Thoughts. Attitudes like “After all, we’re worth it” or “Life’s too short to chew cabbage” drive us to the Mac car window all by themselves.
As soon as you notice that it’s not hunger that’s causing you to snack again, pump your awareness with the following questions:

  • How am I feeling right now?
  • What time is it?
  • Who am I with?
  • Where am I?
  • What thoughts have led up to this?
  • Keep a diary and note all behavioural patterns.

And remember: overeating becomes a problem when it recurs regularly (and your clothes somehow get tighter and tighter). Don’t get bogged down by worrying about individual episodes.

Separate overeating from binge eating: in the case of the latter you have little control, stopping is very difficult, and afterwards you are plagued by feelings of shame and guilt. (In ‘normal’ overeating you simply consume more calories than you should, without noticing it – note Zohodnik)

If you notice that you are experiencing compulsive binge eating or other PPDs, it is worth seeing a specialist (therapist, nutritionist or psychologist).

Step 2: Develop a new behavioural response to your trigger(s)

Once you’ve identified your triggers, start linking new actions to them that help with your fitness goals and bring you enjoyment. If the enjoyment isn’t there, you won’t repeat them and they won’t form new habits.

It could be a walk in nature, hanging out with friends, exercising-exercising, or just having pleasant thoughts. For example, I had a client who was triggered by talking to her ex-husband. After each conversation she became very stressed and could only relax again with the help of chips. Gradually she replaced the junket with beating a punching bag and walking up and down the stairs. Both types of physical activity were a great stress reliever and also – unlike chips – improved her health and figure.

Step 3: Practise

Now every time the trigger that made you snack before clicks, simply practice a new, healthy behaviour. Repeat this cycle until it becomes as automatic a habit as opening a jar of peanut butter.

Helpful anti-stress habits
Not all anti-stress habits are equally beneficial in terms of physiological effects. According to the American Psychological Association, the most effective stress relievers are:

  • exercising and playing sports,
  • reading,
  • listening to music,
  • prayer and attendance at religious services,
  • socializing with friends and family,
  • massages,
  • walking,
  • meditation,
  • yoga,
  • creative hobbies.

The least effective activities are gambling, shopping, smoking, binge eating, drinking, computer games, surfing the internet and watching TV for more than a couple of hours.

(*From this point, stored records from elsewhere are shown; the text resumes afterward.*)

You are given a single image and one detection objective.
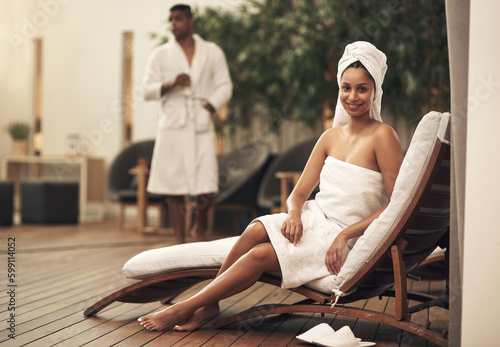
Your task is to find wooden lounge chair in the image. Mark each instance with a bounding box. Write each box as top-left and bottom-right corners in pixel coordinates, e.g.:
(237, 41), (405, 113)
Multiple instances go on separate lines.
(84, 112), (450, 346)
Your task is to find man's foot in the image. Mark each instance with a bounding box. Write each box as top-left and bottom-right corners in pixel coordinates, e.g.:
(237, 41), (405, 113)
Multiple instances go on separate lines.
(138, 305), (192, 330)
(174, 304), (220, 331)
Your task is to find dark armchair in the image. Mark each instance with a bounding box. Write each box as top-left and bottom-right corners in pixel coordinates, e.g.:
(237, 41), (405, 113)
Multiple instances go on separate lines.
(108, 140), (166, 228)
(257, 139), (317, 213)
(208, 141), (271, 234)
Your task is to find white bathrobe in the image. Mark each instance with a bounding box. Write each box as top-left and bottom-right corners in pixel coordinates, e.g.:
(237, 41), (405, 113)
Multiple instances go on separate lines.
(143, 35), (233, 195)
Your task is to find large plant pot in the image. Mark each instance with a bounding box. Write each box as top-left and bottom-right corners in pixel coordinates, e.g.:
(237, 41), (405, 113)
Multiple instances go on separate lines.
(10, 140), (28, 155)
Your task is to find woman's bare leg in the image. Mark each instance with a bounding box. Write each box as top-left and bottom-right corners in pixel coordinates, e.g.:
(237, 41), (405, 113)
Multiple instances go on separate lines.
(175, 221), (269, 331)
(139, 242), (280, 330)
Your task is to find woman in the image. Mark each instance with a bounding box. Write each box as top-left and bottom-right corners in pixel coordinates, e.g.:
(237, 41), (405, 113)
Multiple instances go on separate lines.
(139, 42), (403, 331)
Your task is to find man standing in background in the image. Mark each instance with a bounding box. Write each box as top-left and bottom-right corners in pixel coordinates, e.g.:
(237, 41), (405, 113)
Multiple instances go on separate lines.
(143, 5), (233, 243)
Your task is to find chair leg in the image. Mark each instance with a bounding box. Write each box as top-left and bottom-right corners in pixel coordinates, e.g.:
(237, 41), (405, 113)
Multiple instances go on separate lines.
(118, 204), (126, 230)
(158, 203), (167, 228)
(184, 195), (193, 235)
(207, 204), (215, 236)
(391, 245), (408, 320)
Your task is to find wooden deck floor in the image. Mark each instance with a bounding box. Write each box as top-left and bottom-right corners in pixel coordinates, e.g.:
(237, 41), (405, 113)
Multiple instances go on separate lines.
(0, 222), (448, 347)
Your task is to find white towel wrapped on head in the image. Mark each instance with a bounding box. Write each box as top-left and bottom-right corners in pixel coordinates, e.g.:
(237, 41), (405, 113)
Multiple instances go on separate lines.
(333, 41), (387, 128)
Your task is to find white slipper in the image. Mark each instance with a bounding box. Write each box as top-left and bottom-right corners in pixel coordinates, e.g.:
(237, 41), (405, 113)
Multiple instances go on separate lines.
(296, 323), (335, 343)
(312, 325), (375, 347)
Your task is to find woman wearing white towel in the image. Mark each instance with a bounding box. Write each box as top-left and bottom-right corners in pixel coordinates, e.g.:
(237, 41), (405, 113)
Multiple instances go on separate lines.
(139, 42), (403, 331)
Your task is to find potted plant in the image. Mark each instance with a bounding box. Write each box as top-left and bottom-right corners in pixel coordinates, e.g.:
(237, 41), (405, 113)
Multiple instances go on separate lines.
(7, 121), (31, 155)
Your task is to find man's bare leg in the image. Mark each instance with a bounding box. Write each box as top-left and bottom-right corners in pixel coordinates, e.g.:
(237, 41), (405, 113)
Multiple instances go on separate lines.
(139, 242), (281, 330)
(174, 222), (269, 331)
(190, 194), (213, 241)
(168, 195), (186, 243)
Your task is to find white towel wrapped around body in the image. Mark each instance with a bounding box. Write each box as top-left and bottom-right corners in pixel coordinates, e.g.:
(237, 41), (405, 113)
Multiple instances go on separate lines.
(257, 157), (387, 288)
(333, 41), (387, 128)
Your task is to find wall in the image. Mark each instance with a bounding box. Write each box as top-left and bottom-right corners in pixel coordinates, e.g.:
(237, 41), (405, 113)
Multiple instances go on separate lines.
(0, 0), (239, 218)
(460, 0), (500, 347)
(0, 0), (412, 222)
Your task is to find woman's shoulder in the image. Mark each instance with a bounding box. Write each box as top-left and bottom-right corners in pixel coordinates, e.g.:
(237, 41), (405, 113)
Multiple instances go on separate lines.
(373, 122), (397, 138)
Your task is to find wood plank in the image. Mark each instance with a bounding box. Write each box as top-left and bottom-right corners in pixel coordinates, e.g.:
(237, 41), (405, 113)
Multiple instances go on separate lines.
(0, 221), (449, 347)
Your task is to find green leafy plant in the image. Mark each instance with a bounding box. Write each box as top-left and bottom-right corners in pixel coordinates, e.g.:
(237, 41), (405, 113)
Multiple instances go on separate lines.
(6, 122), (31, 140)
(152, 0), (450, 132)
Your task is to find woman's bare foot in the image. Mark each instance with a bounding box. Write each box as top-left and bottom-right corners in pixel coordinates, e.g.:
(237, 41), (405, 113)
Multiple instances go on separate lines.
(138, 305), (192, 330)
(189, 223), (207, 242)
(174, 304), (220, 331)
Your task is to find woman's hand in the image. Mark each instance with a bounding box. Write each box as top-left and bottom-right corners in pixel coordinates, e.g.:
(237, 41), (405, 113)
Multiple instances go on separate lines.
(281, 210), (303, 246)
(325, 233), (349, 275)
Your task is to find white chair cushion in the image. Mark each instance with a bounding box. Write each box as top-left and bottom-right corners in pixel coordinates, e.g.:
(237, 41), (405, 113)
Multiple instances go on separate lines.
(122, 112), (450, 295)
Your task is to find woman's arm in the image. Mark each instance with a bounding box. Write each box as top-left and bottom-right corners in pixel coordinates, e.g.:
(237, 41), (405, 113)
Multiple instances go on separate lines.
(325, 124), (403, 274)
(281, 129), (333, 245)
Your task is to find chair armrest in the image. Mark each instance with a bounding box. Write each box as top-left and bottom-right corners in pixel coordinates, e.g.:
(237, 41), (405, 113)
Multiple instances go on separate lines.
(275, 171), (302, 212)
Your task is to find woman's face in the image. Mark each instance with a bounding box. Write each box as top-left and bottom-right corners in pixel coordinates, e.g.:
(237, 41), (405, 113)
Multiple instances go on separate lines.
(340, 67), (375, 117)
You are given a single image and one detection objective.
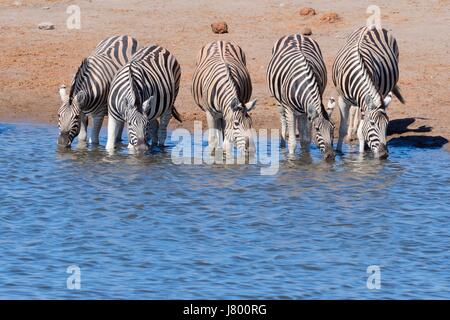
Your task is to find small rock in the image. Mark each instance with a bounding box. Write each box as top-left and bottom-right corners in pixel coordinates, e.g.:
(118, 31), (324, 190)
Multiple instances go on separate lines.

While we may think that the things on the second list are also stress relievers (as we experience temporary relief), in reality they handle it rather poorly.

The fact is that these habits use dopamine to inject us with a dose of pleasure. Dopamine, of course, is triggered, but it’s still an excitatory neurotransmitter, meaning it actually stimulates adrenaline release and initiates a stress response.

Activities on the first list, on the other hand, stimulate the production of serotonin, GABA and oxytocin, which calm the stress response and induce a sense of well-being. While they may not be as ‘addictive’ (as things on the second list), they are ultimately more beneficial and effective for dealing with stress in the long run.

It’s not (only) about food

I’m a nutritionist and I’m aware of the importance of eating right. But you may be a little surprised by my statement that it’s not just about food.

Yes, sure, it’s better to make your diet out of bright, colourful, natural foods rich in all the right nutrients, but you have to remember that a healthy lifestyle isn’t just about counting calories or a manic obsession with everything that goes into your mouth.

A healthy life is about taking time and paying attention to yourself as a whole.

Eating takes place in some kind of context.

What (and how much) you eat is influenced by your mindset, relationships, work environment, home environment and more. When all is well, we are much less likely to use food as a medicine or sedative. So I’ll give one last piece of dietary advice:

Take care of yourself.

Not just at the table, but in all other areas of life.